External Merge Sort

External merge sort is a disk-based sorting algorithm designed for datasets that exceed main memory. It minimizes random I/O and relies on sequential reads and writes, which are efficient on disks and object storage.

You use it when the input size is much larger than RAM, for example multi-gigabyte or terabyte scale data.

Model

Assume:

Input size: $N$ elements
Memory capacity: $M$ elements
Block size: $B$ elements per I/O

The goal is to sort using minimal disk passes.

High-Level Idea

The algorithm has two phases:

Run generation Split data into chunks that fit in memory, sort each chunk, and write sorted runs to disk.
Merge phase Merge multiple sorted runs into one final sorted sequence.

Algorithm

Phase 1: Run Generation

Read chunks of size $M$, sort in memory, and write back.

generate_runs(file):
    runs = []
    while not end_of_file:
        chunk = read_next_M_elements(file)
        sort(chunk)
        run_file = write_to_disk(chunk)
        runs.append(run_file)
    return runs

Phase 2: K-way Merge

Merge multiple runs simultaneously using a min-heap.

merge_runs(runs):
    create min_heap
    open all run files

    for each run:
        read first element and push (value, run_id) into heap

    while heap not empty:
        (value, r) = extract_min(heap)
        output value

        if run r has more elements:
            read next element from r
            push into heap

Example

Suppose:

Memory holds 3 elements
Input: [8, 3, 5, 1, 9, 2, 7]

Step 1: Runs

Chunks:

[8, 3, 5] → [3, 5, 8]
[1, 9, 2] → [1, 2, 9]
[7] → [7]

Step 2: Merge

Merge:

[3,5,8], [1,2,9], [7]

Result:

[1,2,3,5,7,8,9]

Complexity

I/O Complexity

Number of passes:

$$ O\left(\log_k \frac{N}{M}\right) $$

where $k$ is number of runs merged at once.

Total I/O:

$$ O\left(\frac{N}{B} \log_k \frac{N}{M}\right) $$

CPU Complexity

Each element participates in heap operations:

$$ O(N \log k) $$

Design Choices

parameter	effect
run size $M$	larger runs reduce merge passes
merge degree $k$	larger $k$ reduces passes but increases heap cost
block size $B$	larger blocks reduce I/O overhead

Optimizations

Replacement selection Produces runs larger than memory, often about $2M$.
Buffered I/O Use read/write buffers to reduce system calls.
Multiway merge Merge many runs at once instead of pairwise merging.
Loser tree Replace heap with tournament tree for faster merging.

When to Use

External merge sort is appropriate when:

data does not fit in RAM
storage is disk, SSD, or object store
sequential I/O is much cheaper than random access

It is the standard sorting method in databases, large-scale data processing systems, and distributed frameworks.

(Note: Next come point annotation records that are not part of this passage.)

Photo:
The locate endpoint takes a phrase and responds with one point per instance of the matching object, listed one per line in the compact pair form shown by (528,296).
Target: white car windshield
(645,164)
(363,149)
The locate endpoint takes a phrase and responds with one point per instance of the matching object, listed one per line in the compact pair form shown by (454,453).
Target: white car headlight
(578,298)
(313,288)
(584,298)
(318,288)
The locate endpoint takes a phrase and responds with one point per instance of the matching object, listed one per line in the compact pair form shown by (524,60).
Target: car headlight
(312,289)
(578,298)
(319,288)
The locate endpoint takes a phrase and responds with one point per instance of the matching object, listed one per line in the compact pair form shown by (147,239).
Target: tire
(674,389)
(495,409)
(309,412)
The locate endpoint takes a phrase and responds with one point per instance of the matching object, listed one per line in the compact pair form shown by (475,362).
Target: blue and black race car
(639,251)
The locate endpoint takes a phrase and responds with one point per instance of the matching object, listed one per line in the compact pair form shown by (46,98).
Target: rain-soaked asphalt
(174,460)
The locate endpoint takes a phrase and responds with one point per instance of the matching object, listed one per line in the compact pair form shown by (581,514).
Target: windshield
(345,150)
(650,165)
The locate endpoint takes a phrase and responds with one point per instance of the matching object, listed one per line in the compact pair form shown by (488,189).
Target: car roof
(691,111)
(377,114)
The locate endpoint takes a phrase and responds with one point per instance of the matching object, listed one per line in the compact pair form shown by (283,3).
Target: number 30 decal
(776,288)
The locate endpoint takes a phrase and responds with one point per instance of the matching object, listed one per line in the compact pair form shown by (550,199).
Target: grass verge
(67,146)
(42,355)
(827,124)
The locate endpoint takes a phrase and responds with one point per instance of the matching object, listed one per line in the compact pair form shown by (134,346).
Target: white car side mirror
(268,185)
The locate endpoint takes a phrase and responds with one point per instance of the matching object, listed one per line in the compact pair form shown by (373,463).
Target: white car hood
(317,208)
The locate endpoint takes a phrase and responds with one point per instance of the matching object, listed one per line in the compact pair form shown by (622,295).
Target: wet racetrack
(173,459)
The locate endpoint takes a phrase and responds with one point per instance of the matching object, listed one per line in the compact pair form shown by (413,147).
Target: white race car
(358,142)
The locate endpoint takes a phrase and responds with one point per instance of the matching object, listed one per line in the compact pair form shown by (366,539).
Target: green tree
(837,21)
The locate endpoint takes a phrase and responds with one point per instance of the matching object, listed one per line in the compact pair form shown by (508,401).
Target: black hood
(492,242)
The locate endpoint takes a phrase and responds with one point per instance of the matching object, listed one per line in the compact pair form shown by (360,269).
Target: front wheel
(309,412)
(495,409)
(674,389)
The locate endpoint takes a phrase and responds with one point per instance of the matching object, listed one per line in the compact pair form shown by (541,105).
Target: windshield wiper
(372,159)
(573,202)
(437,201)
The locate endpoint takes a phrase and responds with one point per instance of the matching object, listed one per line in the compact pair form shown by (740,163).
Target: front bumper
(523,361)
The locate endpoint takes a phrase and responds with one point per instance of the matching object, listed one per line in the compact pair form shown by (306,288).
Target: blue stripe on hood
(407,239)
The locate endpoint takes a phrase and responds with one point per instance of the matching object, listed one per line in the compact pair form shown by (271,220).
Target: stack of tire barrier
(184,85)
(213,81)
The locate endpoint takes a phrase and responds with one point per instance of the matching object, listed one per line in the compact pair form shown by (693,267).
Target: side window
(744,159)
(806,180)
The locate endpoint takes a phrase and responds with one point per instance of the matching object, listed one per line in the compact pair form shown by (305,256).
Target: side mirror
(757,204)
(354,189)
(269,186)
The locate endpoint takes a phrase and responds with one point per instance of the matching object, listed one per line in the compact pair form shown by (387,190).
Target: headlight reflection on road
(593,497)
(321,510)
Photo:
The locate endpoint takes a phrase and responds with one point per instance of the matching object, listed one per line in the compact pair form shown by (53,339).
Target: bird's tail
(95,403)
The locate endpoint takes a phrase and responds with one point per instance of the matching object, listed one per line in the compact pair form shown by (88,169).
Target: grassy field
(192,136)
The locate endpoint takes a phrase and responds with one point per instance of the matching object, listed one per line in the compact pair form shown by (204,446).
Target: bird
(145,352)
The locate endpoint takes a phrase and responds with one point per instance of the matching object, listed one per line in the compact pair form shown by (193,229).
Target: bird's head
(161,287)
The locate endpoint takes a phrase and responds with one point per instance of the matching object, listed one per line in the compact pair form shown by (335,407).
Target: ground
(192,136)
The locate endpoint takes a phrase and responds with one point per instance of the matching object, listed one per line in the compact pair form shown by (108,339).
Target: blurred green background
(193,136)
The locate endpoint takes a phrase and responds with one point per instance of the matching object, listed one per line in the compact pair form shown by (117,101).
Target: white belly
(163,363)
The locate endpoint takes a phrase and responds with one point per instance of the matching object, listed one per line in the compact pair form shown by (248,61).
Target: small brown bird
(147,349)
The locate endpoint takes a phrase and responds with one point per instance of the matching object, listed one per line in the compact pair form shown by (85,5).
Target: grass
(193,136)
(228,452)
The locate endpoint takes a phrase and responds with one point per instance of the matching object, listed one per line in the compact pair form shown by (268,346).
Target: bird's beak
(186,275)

Implementation (simplified Python)

import heapq

def merge_sorted_files(files):
    heap = []
    iters = [iter(f) for f in files]

    for i, it in enumerate(iters):
        try:
            value = next(it)
            heapq.heappush(heap, (value, i))
        except StopIteration:
            pass

    result = []

    while heap:
        value, i = heapq.heappop(heap)
        result.append(value)
        try:
            nxt = next(iters[i])
            heapq.heappush(heap, (nxt, i))
        except StopIteration:
            pass

    return result

Notes

External merge sort underlies many systems:

database sort operators
MapReduce shuffle phase
large-scale log processing

The key principle is simple: keep memory usage bounded, push bulk data to sequential disk operations, and merge efficiently.